Feeling the Heat: How California’s Workplace Heat Standards Can Inform Stronger Protections Nationwide
Workers face a range of climate-related hazards on the job, but one of the most pressing and well-understood hazards is extreme heat. From agricultural and construction workers, who have the highest incidences of heat-related illnesses, to warehouse and other indoor employees working without adequate cooling or ventilation, heat impacts both indoor and outdoor workplaces. In fact, the Bureau of Labor Statistics Survey of Occupational Injuries and Illnesses estimates that from 1992 to 2019, more than 900 workers died and tens of thousands more were sickened due to extreme heat—though we know these numbers underestimate the real problem, due to underreporting.
Responsibility for protecting workers from extreme heat falls on employers and regulatory bodies, most notably the federal Occupational Safety and Health Administration (OSHA). However, the lack of a specific federal heat standard limits OSHA’s ability to address the dangers and prevent occupational heat stress. Without federal safeguards in place for heat, it falls on states to close the gap and develop enforceable heat stress regulations for workers.

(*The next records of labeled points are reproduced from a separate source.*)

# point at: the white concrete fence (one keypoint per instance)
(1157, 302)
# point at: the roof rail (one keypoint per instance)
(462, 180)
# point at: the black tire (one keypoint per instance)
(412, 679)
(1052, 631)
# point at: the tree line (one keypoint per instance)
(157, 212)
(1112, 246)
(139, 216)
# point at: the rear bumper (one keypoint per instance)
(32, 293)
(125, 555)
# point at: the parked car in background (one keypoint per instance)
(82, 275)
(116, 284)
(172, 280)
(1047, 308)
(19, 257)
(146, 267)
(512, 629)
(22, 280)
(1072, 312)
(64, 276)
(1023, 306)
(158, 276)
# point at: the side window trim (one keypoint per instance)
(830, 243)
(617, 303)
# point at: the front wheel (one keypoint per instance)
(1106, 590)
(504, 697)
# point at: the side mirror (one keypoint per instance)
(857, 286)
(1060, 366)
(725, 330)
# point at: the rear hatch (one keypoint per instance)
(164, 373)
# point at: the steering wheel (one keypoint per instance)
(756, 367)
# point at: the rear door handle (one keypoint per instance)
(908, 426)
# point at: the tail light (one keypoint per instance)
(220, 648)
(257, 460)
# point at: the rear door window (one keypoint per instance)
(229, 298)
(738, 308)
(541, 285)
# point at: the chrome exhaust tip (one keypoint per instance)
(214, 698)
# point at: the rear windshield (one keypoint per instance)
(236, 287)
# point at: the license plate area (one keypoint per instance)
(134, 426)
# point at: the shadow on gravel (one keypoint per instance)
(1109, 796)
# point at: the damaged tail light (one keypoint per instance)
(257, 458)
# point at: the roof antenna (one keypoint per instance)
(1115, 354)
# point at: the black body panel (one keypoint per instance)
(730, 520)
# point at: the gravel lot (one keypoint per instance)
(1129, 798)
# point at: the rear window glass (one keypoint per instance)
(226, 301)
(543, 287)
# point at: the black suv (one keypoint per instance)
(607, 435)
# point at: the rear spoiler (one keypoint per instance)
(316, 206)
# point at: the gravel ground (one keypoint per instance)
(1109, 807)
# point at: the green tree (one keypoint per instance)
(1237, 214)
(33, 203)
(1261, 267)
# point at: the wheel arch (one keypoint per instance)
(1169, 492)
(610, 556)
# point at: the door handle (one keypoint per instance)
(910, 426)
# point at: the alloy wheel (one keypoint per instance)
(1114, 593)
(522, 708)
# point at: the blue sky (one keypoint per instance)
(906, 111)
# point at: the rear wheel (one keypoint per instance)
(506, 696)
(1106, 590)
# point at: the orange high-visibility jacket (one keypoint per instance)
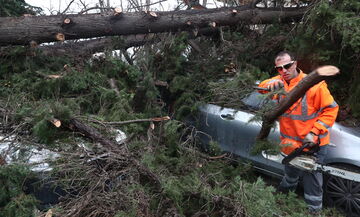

Many states have modeled their safeguards after the robust California heat standard, and many advocates have suggested that any federal OSHA statute do the same. This report identifies areas in which the California heat stress standard—and any subsequent state or OSHA standards modeled after it—can be strengthened, using publicly accessible data on occupational heat-related inspections and citations over the last 15 years. This report also includes interviews with worker advocates and workers impacted by these heat policies and uses their experiences to inform recommendations on improving the California standard.